Je ne boycotte pas, je ne suis pas candidat, et je ne voterai pas |
Les mauritaniens sont divisés, face aux élections du 23 novembre 2013, entre boycotteurs,participationnistes, et indifférents. Ils se trouvent ainsi devant des choix difficiles, qui peuvent avoir de lourdes conséquences pour l’avenir de leur pays. Personnellement, j’ai opté pour le triplet de choix, de ne pas boycotter les élections en perspectives, de ne pas m’y présenter, et de ne point voter. Cette position aussi tranchée ne m’empêche pas de vous éclairer sur la carte politique, assez floue, de mon pays, ainsi que les raisons de ma triple décision d’apparence ambiguë.

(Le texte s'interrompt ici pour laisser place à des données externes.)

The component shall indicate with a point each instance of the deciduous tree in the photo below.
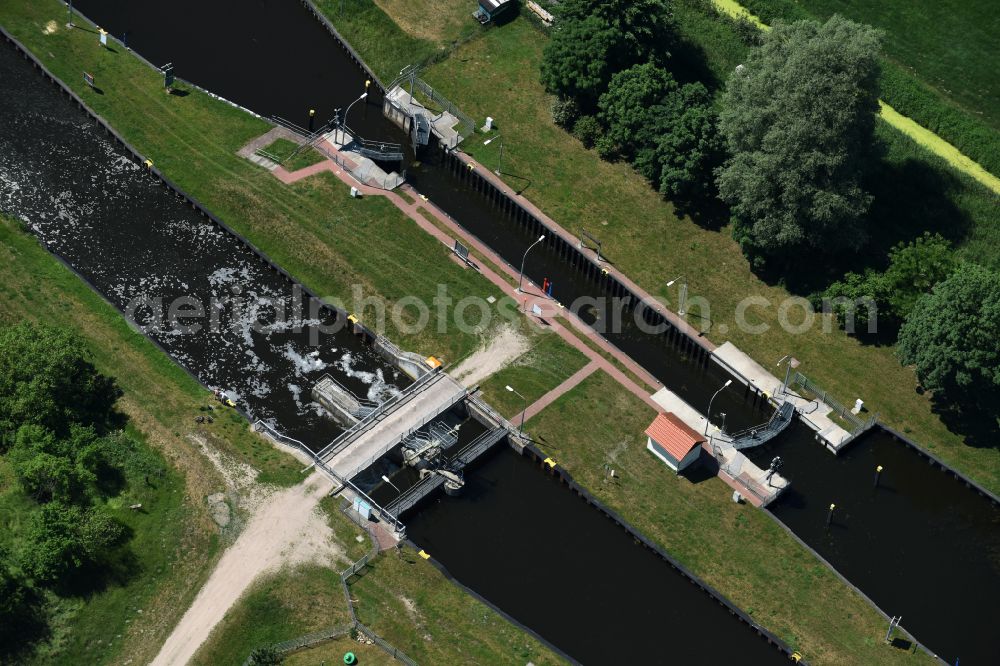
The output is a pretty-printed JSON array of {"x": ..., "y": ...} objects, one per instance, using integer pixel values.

Les majorités et les oppositions : Les votations prévues le 23 novembre constituent un événement dont l’importance est différemment appréciée par les protagonistes de la scène politique mauritanienne. Dans les rangs du parti du pouvoir UPR (union pour la république), et ses différents clones et dérivés, on considère que c’est la consécration de ce que nous appelons - sans gêne- depuis trois décennies « le processus » démocratique. L’UPR est accompagnée par des partis électrons, comme le sursaut de la jeunesse, et d’autres formations qui ‘’sursautent’’, elles aussi, dans le même sillage, dans le but d’occuper la meilleure place dans le cœur du Président de la République. Le Président semble jouer sur plusieurs fibres contradictoires. Tout en affichant ses préférences pour l’UPR, parti dont il est l’instigateur de la création en 2009 avec l’appui d’un conglomérat de parlementaires putschistes et de notables opportunistes, certaines fuites font état de son appui en catimini aux partis-clones, dont il serait le véritable ‘’géniteur’’. Ces ‘’indiscrétions’’ font part de son agacement du fait que le parti-état (UPR), est devenu un grand regroupement des ‘’Roumouz vessad’’ (symboles de la gabegie) desquels il voudrait se séparer, pour accréditer que sa volonté de lutter contre la corruption est sincère. Il chercherait ainsi, à faire émerger une classe politique nouvelle, et à lui seul redevable. La carte des majorités risque, de ce fait, d’être remodelée à la suite des votations. Il se peut qu’ils aient tous des surprises avec le boss, ne sachant pas par quel accès arriver à son cœur. Napoléon 1eravait dit « que le cœur d’un homme d’état doit être dans sa tête ».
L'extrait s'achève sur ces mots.